Claude 4 is now available: Anthropic's next-generation model capabilities explained + best practice guide

Anthropic's new generation model Claude 4 brings revolutionary progress, with both performance and security.
Core content:
1. Detailed explanation of the performance of the Claude 4 family model, the characteristics and application scenarios of Opus 4 and Sonnet 4
2. The community's heated discussion on pricing and closed source issues, as well as the controversy over the "automatic reporting" function
3. Introduction to new model capabilities, including Beta functions that expand thinking and tool usage
The Claude 4 family by Anthropic consists of two main models:
Claude Opus 4 : Flagship large model for complex tasks, emphasizing reasoning, idea generation, and safety. Claude Sonnet 4 : An efficient model for daily use with balanced performance and cost-effectiveness.
Claude Opus 4: Extreme performance, pushing the limits
✨ Excellent results
SWE-bench (Software Engineering Benchmark): 72.5% (leading the world) Terminal-bench (command line task benchmark): 43.2% It can work continuously for hours and complete thousands of complex tasks , far exceeding the performance of the Sonnet model.
? Industry feedback
Cursor : Called the "SOTA in the code field", it excels at understanding complex code bases. Replit : Excellent performance in complex multi-file modifications with significantly improved accuracy. Block : The first model to improve code quality during code editing and debugging (its agent is codenamed Goose). Rakuten : The model ran continuously for 7 hours in the refactored open source project and maintained high performance. Cognition : Capable of solving key tasks that previous models could not handle.

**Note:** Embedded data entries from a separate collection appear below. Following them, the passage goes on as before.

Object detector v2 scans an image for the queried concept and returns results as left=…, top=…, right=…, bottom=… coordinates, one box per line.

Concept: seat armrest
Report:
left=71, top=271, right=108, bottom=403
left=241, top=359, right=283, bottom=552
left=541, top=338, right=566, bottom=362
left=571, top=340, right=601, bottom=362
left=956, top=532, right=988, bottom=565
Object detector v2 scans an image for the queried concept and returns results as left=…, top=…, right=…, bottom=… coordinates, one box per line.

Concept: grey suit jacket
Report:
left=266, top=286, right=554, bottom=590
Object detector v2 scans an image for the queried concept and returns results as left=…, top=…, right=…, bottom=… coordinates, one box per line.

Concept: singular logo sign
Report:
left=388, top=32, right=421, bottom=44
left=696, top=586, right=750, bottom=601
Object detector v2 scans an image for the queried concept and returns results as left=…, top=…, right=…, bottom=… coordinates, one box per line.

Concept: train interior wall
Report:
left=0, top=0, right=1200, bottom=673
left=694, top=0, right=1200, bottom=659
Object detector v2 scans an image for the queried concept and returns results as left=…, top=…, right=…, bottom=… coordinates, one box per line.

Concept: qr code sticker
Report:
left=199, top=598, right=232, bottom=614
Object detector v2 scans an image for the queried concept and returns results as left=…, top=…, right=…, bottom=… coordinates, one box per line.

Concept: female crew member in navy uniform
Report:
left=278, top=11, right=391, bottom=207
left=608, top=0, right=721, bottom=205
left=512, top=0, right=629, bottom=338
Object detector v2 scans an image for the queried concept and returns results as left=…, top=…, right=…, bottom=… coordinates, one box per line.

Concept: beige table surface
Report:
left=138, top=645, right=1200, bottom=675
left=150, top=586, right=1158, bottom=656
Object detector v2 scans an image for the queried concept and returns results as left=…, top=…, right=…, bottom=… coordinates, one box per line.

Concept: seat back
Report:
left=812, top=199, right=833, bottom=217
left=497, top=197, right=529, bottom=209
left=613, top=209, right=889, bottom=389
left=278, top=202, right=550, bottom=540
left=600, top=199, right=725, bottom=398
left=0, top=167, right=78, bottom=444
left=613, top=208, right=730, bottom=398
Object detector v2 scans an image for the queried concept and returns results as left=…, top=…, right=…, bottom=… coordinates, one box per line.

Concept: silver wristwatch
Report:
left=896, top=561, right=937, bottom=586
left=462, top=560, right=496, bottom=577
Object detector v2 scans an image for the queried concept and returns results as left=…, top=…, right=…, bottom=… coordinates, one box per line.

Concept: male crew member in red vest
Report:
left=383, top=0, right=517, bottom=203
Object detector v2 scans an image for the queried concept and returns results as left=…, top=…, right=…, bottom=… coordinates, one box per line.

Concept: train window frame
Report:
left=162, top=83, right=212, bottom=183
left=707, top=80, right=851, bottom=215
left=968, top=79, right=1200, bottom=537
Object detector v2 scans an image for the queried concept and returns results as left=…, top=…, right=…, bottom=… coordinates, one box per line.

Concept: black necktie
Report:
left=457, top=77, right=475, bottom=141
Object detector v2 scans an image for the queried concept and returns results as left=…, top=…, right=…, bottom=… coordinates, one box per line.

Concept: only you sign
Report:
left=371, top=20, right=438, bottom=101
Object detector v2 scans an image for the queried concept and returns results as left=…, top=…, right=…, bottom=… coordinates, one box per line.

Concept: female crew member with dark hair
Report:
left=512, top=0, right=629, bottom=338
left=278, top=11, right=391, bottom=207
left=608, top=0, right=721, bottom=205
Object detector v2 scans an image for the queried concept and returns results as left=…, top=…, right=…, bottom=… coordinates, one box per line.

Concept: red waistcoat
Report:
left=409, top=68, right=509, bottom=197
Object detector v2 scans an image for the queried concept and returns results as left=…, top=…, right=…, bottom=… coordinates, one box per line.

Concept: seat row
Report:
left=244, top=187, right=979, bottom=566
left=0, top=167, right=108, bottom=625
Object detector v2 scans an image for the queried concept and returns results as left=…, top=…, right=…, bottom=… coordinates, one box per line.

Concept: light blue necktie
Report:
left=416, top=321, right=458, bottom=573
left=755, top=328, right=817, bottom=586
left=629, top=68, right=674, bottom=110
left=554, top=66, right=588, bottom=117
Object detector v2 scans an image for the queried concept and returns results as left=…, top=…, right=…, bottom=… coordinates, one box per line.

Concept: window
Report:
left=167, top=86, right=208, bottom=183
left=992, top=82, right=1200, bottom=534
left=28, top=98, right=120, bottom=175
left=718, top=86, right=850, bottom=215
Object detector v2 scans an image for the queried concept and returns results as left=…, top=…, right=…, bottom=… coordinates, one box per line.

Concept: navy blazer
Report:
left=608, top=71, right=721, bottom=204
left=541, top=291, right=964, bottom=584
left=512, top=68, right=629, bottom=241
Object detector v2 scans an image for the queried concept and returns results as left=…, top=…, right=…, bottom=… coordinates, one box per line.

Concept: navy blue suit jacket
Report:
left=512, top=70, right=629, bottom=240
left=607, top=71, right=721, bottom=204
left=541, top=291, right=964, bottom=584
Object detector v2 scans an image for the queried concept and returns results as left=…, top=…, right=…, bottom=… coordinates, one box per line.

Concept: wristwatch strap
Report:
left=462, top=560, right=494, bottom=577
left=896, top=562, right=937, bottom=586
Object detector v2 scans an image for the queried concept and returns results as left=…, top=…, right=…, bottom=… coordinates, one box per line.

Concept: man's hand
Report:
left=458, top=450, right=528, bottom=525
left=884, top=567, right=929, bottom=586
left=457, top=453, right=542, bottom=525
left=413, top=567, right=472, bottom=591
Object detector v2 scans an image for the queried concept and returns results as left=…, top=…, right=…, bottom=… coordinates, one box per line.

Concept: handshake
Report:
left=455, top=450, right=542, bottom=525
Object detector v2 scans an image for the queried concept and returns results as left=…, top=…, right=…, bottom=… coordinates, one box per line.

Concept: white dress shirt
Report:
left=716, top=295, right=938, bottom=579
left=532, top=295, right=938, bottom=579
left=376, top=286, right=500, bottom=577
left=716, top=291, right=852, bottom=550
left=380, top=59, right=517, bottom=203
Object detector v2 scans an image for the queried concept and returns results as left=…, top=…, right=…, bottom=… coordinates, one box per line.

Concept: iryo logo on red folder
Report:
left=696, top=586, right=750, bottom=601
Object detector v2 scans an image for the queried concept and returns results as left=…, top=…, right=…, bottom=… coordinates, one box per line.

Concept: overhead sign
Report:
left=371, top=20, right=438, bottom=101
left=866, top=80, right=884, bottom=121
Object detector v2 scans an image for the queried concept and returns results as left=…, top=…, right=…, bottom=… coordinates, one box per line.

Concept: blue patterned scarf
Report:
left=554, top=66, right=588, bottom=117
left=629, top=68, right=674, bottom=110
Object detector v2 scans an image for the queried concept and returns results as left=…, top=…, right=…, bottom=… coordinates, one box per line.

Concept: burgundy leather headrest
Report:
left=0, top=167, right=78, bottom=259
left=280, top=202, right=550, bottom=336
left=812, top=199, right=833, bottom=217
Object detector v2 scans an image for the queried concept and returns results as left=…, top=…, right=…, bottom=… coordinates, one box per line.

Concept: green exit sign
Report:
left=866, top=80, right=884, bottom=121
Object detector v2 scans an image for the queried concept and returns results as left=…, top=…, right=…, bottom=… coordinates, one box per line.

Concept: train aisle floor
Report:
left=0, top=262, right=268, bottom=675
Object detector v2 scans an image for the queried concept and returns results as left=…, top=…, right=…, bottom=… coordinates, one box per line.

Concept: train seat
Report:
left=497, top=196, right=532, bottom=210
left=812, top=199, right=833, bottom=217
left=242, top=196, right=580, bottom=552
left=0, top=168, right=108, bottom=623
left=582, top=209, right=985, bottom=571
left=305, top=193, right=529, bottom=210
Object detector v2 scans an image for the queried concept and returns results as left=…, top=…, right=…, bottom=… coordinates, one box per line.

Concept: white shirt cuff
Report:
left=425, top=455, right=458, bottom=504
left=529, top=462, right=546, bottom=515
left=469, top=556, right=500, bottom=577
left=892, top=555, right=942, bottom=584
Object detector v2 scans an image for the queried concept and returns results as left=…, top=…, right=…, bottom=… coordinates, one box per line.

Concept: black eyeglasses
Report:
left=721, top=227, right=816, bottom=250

⚙️ Claude Sonnet 4: Efficient and practical, comprehensive evolution
✨ Performance
The SWE-bench score is as high as 72.7% , far ahead of its peers. There has been a significant improvement in execution, response accuracy and command controllability .
? Industry feedback
GitHub : Introducing Sonnet 4 into GitHub Copilot, a new generation of code proxy model. Manus : Better performance in complex instructions, logical reasoning, aesthetic output, etc. iGent : The ability to automatically build multi-functional applications has been greatly improved, and the navigation error rate has been reduced from 20% to nearly 0% . Sourcegraph : Deeply understand the problem, write more elegant code, and promote the leap of development process. Augment Code : Performs more precise and detailed code modifications and is the preferred model.
Claude Opus 4 | |
Claude Sonnet 4 |
Community Focus
1. Closed source and pricing transparency controversy
Users hope to open source the weights of Claude 3.5 Sonnet to promote local model development. They expressed dissatisfaction with the opaque token billing and demanded clearer billing instructions and traceable token consumption.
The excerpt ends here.